On 03/01/2017 07:03 AM, Richard Biener wrote:

The following addresses a regression in uninit warnings that happens
because clobber stmts preclude the very simple-minded support we have
for memory.  The patch fixes this by instead implementing uninit
warnings for memory properly, using the alias oracle walk_aliased_vdefs
helper.

The patch adds better limiting to that interface and fixes one
false positive in fixed-value.c.  Two other false positives are
fixed by the wide-int.h patch posted a few hours ago and a patch
to genemit from Jakub.

Bootstrap and regtest running on x86_64-unknown-linux-gnu with those
prerequesites included.

One issue with the patch is duplicate warnings as TREE_NO_WARNING
doesn't work very well on tcc_reference trees which are not
shared.  A followup could use some sort of hash table to mitigate
this a bit.  OTOH for maybe-uninit uses multiple locations may
be in need to be fixed to silence the warning.  Another thing is
that we walk the function in random (BB) order and thus the
alias oracle walk limiting may result in warnings popping up
and going away in less predictable order (and also be reported
in odd order, like not all must-uninits first).

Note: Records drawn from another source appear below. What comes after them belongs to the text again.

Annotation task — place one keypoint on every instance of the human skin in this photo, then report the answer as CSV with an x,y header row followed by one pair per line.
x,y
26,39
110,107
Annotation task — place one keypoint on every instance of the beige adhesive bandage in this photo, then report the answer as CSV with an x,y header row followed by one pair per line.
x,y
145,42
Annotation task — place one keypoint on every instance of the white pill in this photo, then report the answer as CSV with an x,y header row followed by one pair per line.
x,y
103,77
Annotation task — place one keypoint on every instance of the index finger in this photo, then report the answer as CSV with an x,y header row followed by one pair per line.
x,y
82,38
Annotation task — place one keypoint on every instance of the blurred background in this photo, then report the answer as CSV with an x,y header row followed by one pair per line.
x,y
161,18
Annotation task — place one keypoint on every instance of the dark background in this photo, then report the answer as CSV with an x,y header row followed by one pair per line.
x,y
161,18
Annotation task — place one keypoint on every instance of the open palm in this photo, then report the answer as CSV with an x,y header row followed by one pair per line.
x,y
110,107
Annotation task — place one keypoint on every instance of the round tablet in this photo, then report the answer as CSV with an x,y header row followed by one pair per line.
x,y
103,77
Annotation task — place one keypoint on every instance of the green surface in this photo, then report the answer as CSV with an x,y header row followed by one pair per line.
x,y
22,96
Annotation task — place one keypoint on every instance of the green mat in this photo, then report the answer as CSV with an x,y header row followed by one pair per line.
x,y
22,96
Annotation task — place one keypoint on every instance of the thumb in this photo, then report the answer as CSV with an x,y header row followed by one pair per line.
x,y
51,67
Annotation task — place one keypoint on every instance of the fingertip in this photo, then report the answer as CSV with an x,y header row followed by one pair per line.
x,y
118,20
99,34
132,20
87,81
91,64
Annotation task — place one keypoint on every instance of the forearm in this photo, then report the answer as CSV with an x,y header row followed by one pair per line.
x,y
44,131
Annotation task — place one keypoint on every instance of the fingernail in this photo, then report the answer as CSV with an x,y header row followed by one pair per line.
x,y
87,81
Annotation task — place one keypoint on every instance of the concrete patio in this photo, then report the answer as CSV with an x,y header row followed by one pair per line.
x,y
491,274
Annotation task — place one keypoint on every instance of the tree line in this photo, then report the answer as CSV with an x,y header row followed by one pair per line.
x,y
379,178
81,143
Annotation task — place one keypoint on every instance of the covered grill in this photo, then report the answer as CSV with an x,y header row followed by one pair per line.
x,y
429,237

Comments?  I realize this may introduce (a lot of?) false positives
quite late in the game, more aggressive limiting, like to 2
disambiguations, could solve the testcase in the PR and give up
most of the times while preserving the non-walking case of the
old code.
I'm all for it. Even if it triggers some false positives, improved detection of uninit memory at compile time is a big win in my mind.